Platform

Platform — clouds, LLMs, and OCR

Hosted SaaS: Cloud accounts and LLM keys are provided for you.

Self-hosted: You supply cloud accounts and LLM keys.

Supported clouds

Each cloud is configured under Settings → Account → Development. Configure only the clouds whose services you use.

AWS

Services: S3 (document storage), Textract (OCR), Bedrock (LLMs and embeddings).

Configuration: IAM user access key ID, secret access key, and S3 bucket name.

GCP

Services: Vertex AI (Gemini and embeddings).

Configuration: Google Cloud service account JSON key.

Azure

Services: Azure OpenAI and Microsoft Foundry (Azure AI) LLMs.
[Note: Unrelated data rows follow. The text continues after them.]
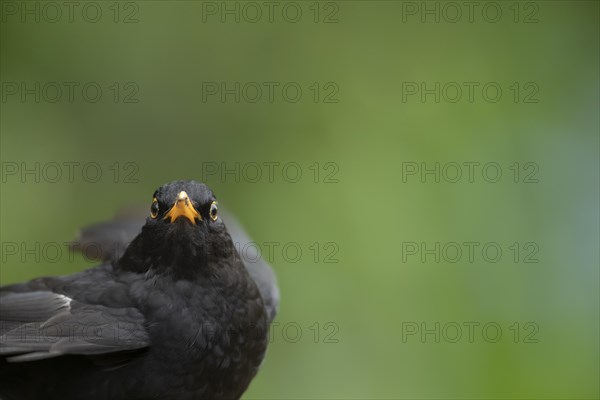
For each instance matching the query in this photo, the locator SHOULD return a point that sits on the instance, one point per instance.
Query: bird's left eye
(213, 211)
(154, 208)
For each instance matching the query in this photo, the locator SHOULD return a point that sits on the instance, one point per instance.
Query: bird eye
(154, 208)
(213, 211)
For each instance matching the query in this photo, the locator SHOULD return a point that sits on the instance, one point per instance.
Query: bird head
(182, 232)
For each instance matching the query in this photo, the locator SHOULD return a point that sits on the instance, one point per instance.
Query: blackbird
(180, 315)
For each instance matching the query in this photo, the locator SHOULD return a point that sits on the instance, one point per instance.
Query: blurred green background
(161, 57)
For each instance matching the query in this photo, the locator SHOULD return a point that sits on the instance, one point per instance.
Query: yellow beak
(183, 208)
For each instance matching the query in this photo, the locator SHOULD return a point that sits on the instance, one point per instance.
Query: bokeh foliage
(370, 294)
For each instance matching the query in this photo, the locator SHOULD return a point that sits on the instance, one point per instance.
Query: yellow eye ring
(154, 208)
(214, 211)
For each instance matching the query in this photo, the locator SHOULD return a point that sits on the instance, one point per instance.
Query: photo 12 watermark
(470, 92)
(255, 12)
(274, 252)
(469, 252)
(472, 12)
(290, 92)
(69, 92)
(470, 172)
(69, 172)
(469, 332)
(70, 12)
(270, 171)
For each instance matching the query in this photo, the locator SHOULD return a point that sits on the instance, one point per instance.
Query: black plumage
(178, 316)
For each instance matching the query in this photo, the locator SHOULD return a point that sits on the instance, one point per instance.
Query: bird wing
(51, 317)
(107, 241)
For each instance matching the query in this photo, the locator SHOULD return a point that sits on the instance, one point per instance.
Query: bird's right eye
(154, 208)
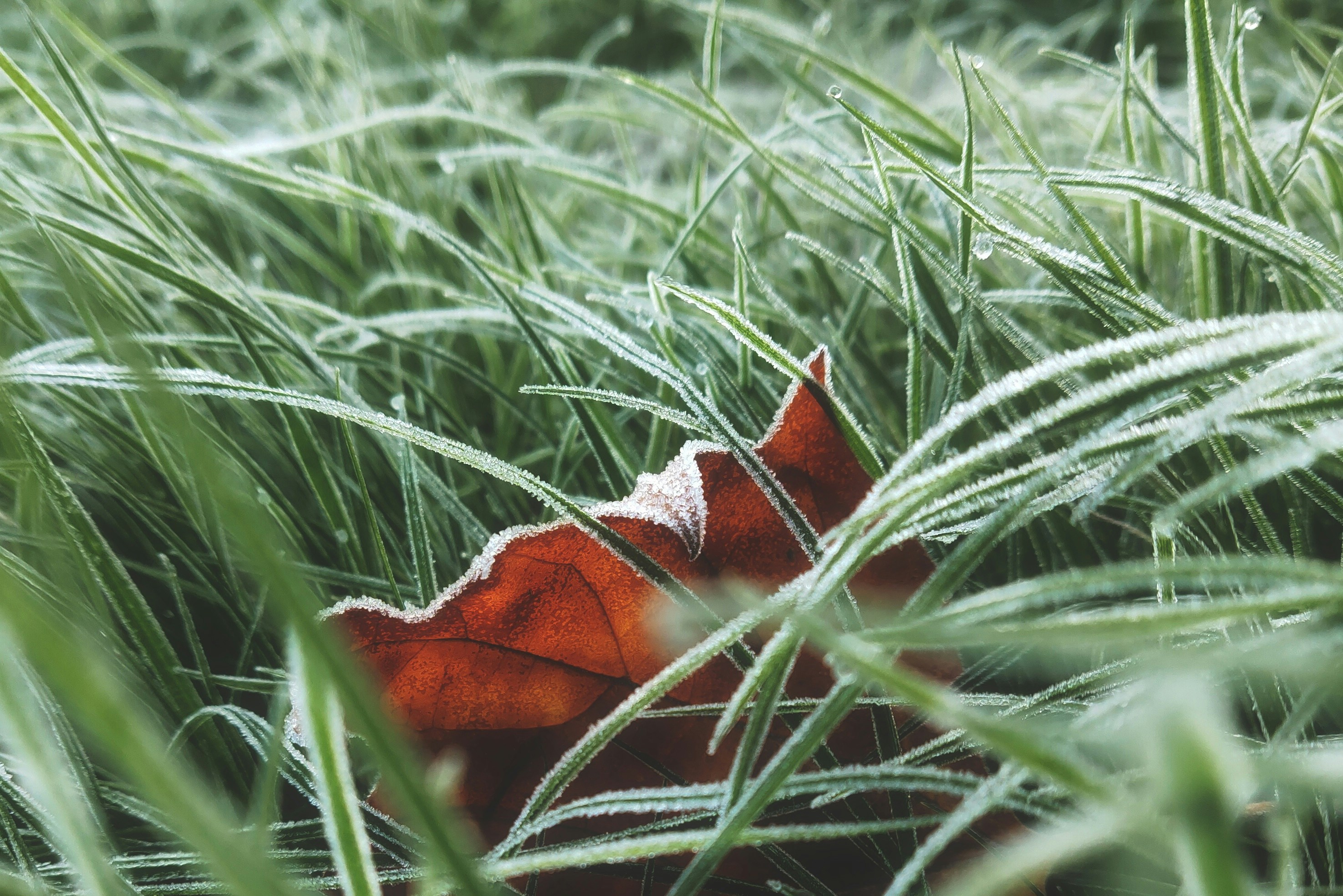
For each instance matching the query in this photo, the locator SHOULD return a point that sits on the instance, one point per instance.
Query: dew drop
(982, 246)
Configuration: Microsoft Entra service principal (tenant ID, client ID, client secret) and the Foundry service API base URL.

Deployment

Self-hosted DocRouter installs via a Kubernetes Helm chart or Docker Compose. See Deploying Doc Router on Kubernetes and the open source page.

Supported LLM providers

First-class provider entries in the open-source product include:

Anthropic (Claude)
OpenAI (chat and embedding models)
Gemini (Google AI Studio)
Google Vertex AI — requires GCP when used
AWS Bedrock — requires AWS when used
Azure OpenAI
Microsoft Foundry — requires Azure when used
Mistral
Groq
OpenRouter
xAI

The exact default model lists change between releases. For the authoritative catalog, see get_llm_providers() in the DocRouter source (packages/python/analytiq_data/llm/providers.py).

Supported OCR algorithms

Organization admins choose one OCR mode per organization; the pipeline runs that engine on the document PDF and stores a normalized OCR payload for downstream extraction and search.

All the OCR models are enabled in the SAAS version of DocRouter, at https://app.docrouter.ai/. When installed on-prem, here are the requirements to enabled each OCR model:

Mode	What it does
`textract`	Amazon Textract `AnalyzeDocument`. Configurable feature types (e.g. `LAYOUT`, `TABLES`, `FORMS`, `SIGNATURES`). Requires AWS.
`mistral`	Mistral OCR via the Mistral API (model `mistral-ocr-latest` in product code). Returns Mistral OCR JSON. Requires Mistral provider.
`mistral-vertex`	Mistral OCR via GCP (model `mistral-ocr-2505` in product code). Returns Mistral OCR JSON. Requires GCP.
`llm`	Vision LLM OCR — uses a LiteLLM provider and model for per-page markdown. Gemini models are best performing for LLM OCR.
`pymupdf`	PyMuPDF — embedded text from the PDF only (no cloud OCR). No vendor cloud required.